# Amazon Textract and Amazon Comprehend AI Services
### Example on extracting insights from a PDF Document


## Contents 
1. [Background](#Background)
1. [Notes and Configuration](#Notes-and-Configuration)
1. [Amazon Textract](#Amazon-Textract)
1. [Amazon Comprehend](#Amazon-Comprehend)
1. [Key Phrase Extraction](#Key-Phrase-Extraction)
1. [Sentiment Analysis](#Sentiment-Analysis)
1. [Entity Recognition](#Entity-Recognition)
1. [PII Entity Recognition](#PII-Entity-Recognition)
1. [Topic Modeling](#Topic-Modeling)

  
## Background
The goal of this exercise is to learn some insights from an existing PDF document. This is done by using Amazon Textract to extract the text from the document. This text is then analyzed by several Amazon Comprehend services to produce some insights about the document.  

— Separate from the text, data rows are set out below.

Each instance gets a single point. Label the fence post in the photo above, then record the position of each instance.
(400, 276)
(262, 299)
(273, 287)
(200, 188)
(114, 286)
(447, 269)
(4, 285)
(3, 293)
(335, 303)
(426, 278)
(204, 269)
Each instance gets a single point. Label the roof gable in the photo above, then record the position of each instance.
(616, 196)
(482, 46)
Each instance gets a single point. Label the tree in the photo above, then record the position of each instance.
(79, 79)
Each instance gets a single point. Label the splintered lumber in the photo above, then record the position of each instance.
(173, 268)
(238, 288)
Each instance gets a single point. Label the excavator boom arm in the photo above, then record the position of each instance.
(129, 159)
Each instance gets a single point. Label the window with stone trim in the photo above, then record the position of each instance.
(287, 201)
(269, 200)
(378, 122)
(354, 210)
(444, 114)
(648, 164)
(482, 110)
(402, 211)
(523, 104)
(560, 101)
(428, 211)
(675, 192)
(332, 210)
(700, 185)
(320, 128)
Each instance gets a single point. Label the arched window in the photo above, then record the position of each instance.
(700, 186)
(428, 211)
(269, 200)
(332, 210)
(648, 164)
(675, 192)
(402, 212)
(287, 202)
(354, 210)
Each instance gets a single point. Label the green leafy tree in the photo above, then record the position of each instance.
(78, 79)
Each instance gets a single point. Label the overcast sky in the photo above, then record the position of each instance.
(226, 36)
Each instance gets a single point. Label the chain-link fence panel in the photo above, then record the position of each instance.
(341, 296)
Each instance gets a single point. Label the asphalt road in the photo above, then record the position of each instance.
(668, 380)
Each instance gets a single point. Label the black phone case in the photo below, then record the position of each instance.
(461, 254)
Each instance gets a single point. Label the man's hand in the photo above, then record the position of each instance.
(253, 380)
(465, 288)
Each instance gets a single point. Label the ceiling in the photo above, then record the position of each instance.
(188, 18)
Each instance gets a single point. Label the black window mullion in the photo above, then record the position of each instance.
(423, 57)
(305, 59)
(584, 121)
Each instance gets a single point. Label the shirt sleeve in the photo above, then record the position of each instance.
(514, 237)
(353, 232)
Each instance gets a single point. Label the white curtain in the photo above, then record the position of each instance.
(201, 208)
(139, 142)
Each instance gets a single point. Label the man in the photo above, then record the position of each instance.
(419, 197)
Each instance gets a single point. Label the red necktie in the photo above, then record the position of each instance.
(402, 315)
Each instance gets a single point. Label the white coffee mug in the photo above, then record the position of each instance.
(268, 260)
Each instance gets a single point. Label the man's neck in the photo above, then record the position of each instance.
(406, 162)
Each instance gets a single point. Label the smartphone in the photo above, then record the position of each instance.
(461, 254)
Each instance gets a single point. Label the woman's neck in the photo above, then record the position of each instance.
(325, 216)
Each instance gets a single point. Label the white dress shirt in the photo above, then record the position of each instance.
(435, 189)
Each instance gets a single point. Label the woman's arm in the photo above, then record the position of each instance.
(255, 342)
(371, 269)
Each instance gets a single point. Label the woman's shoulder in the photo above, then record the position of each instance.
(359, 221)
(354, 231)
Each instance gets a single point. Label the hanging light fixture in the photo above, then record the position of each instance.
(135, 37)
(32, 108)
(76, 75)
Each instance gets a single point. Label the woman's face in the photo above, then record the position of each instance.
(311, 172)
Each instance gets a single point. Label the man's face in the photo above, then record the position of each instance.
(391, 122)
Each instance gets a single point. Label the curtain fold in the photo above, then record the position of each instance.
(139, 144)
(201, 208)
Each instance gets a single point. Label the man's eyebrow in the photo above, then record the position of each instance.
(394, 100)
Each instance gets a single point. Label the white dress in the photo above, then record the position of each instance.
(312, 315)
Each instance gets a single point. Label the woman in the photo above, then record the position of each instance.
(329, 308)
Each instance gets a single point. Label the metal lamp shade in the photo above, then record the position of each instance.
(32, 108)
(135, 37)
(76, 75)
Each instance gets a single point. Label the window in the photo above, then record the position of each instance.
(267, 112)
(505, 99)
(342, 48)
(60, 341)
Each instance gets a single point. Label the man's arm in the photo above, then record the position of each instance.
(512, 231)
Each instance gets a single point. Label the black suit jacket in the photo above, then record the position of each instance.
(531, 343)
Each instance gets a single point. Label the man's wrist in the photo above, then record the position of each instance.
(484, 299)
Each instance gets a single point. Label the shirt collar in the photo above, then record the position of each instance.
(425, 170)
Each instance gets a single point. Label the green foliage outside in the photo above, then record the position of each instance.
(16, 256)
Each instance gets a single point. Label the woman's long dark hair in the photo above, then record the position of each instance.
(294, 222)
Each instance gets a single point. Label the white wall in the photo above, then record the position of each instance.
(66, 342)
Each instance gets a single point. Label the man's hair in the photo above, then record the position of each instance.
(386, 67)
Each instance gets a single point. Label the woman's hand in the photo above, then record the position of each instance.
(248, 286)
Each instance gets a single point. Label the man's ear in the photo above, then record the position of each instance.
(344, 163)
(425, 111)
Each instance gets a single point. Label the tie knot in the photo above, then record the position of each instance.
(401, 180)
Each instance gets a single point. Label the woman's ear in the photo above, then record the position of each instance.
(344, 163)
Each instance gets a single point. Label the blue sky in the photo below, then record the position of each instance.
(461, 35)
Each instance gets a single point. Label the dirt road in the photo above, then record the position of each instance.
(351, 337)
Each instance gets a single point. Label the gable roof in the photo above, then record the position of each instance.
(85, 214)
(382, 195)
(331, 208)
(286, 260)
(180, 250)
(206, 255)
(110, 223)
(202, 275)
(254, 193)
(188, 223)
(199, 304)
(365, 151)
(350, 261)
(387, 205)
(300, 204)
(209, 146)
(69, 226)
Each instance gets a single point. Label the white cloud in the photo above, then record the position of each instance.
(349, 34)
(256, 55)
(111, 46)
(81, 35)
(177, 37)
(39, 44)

#### Notes and Configuration
* Kernel `Python 3 (Data Science)` works well with this notebook

In [None]:
import os
import json
import sys
import time
import boto3
import sagemaker as sm

## Setup
Set some variables that will be used throughout this example

In [None]:
region = 'us-east-1'

sess = sm.Session()
s3bucket = sess.default_bucket()    
s3prefix = 'comprehend'

# this is where the various analysis results files will be stored on the local file system of this SageMaker instance
results_dir = './results'
!mkdir -p $results_dir

# this is the IAM Role that defines which permissions this SageMaker instance has
sm_execution_role = sm.get_execution_role()
print('sagemaker execution role: ', sm_execution_role)
print('s3 bucket:', s3bucket)

## IAM Roles and Permissions:

Within SageMaker Studio, each SageMaker User has an IAM Role known as the `SageMaker Execution Role`. Each Notebook for this user will run with this Role and the Permissions specified by this Role. The name of this Role can be found in the Details section of each SageMaker User in the AWS Console.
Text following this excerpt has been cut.